Les yeux de celui-ci brillaient d’appréhension. De l’appréhension ? De la peur, plutôt. Nous ignorions de quoi étaient capables les Gemmes dans cet état. En tout cas, elles avaient l’air d’absorber le jaïpu encore plus efficacement. Elles parvenaient même à aspirer le jaïpu présent dans les runes de contention, détruisant celles-ci. Après un silence tendu durant lequel on n’entendait que le grésillement énergétique des Gemmes, je lançai :

— « Laissez-moi vérifier quelque chose. »

Je m’avançai sous les regards stupéfaits des runistes. Le jeune professeur protesta, tendant une main vers moi :

— « C’est dangereux… ! »

L’ignorant, je continuai à avancer, je parvins devant les Gemmes et je trompai mon Datsu pour qu’il se libère le plus possible. Je ne l’avais jamais forcé autant volontairement. Le fait est que la quantité de jaïpu absorbé baissa drastiquement. Je levai une main vers le cristal. Je vis le reflet de mes yeux étinceler, plus rouges que les Gemmes.

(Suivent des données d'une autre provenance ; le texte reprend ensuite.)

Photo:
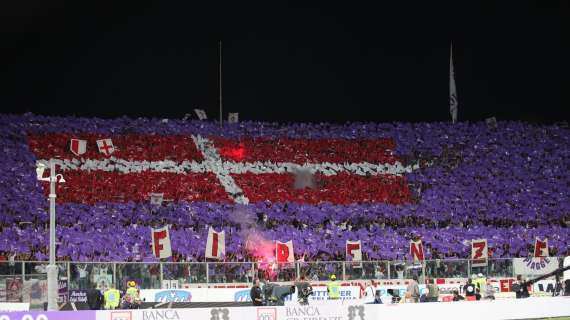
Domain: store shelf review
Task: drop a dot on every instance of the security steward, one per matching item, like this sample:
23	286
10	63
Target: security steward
112	298
132	296
333	288
256	294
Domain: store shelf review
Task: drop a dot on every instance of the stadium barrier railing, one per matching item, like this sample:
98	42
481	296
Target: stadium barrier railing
27	278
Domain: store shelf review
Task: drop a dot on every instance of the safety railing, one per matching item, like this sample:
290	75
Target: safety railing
20	275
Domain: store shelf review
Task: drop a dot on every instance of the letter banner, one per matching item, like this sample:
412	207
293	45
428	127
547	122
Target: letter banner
354	253
161	243
541	248
417	251
530	266
49	315
78	147
479	252
216	244
284	251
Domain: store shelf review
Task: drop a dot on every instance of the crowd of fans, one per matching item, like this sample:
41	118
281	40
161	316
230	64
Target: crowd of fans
508	184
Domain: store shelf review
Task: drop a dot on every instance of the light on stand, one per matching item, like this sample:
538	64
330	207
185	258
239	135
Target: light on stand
52	267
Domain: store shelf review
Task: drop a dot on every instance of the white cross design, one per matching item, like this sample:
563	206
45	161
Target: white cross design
224	169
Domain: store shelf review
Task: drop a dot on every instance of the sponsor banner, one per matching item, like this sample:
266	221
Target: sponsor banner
346	310
2	290
9	307
77	296
234	294
14	289
535	266
62	293
49	315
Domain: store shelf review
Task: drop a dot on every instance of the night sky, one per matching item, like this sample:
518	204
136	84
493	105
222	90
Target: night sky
302	61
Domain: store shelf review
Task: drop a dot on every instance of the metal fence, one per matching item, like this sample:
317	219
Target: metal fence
84	275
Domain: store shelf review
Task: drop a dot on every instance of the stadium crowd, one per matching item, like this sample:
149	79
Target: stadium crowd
508	184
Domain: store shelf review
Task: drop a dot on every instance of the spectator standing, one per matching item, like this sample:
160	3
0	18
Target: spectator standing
413	289
112	298
370	293
433	291
94	298
255	294
469	289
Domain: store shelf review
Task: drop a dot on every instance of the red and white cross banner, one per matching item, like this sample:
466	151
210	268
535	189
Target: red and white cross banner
224	169
284	251
216	244
479	252
78	147
353	250
541	248
161	243
106	146
417	251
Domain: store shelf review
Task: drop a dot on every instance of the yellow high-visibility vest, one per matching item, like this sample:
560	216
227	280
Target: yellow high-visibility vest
112	299
333	289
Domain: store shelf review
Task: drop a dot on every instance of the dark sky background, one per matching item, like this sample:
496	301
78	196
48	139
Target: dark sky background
284	61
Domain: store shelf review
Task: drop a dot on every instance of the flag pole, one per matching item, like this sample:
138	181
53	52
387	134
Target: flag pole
220	81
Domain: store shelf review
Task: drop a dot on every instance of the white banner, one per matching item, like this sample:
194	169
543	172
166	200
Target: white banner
541	248
216	244
353	250
479	252
234	294
417	251
346	310
284	251
161	243
535	266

Quand ma main gantée toucha la relique, une rafale bréjique m’assaillit. Aux sautes de voix, il semblait que les âmes des Yaragas s’agitaient dans leur prison. Pas toutes : la majorité était des voix d’enfants. Les adultes tentaient de les calmer. Je lançai :

“Yaragas. Vous connaissez Rao ?”

Au milieu des lamentations des enfants, j’entendis un silence profond. La voix d’un homme répondit :

“Toi, tu la connais ?”

Il la connaissait donc. Peut-être qu’il ne faisait pas le lien entre elle et son dieu Lotus, ou peut-être qu’il ne savait pas que c’était elle qui avait créé les dokohis avec le véritable Lotus. Je fronçai les sourcils et, sans répondre, je lâchai :

“Les Gemmes ont créé les dokohis. Je me demandais d’où pouvaient bien venir ces fameux Spectres de l’Angoisse indispensables pour les colliers. Mais ils n’ont pas été capturés, n’est-ce pas ? Les ‘spectres’… ce sont les Gemmes qui les créent. À partir des saïjits qui s’y enferment. Je me trompe ?”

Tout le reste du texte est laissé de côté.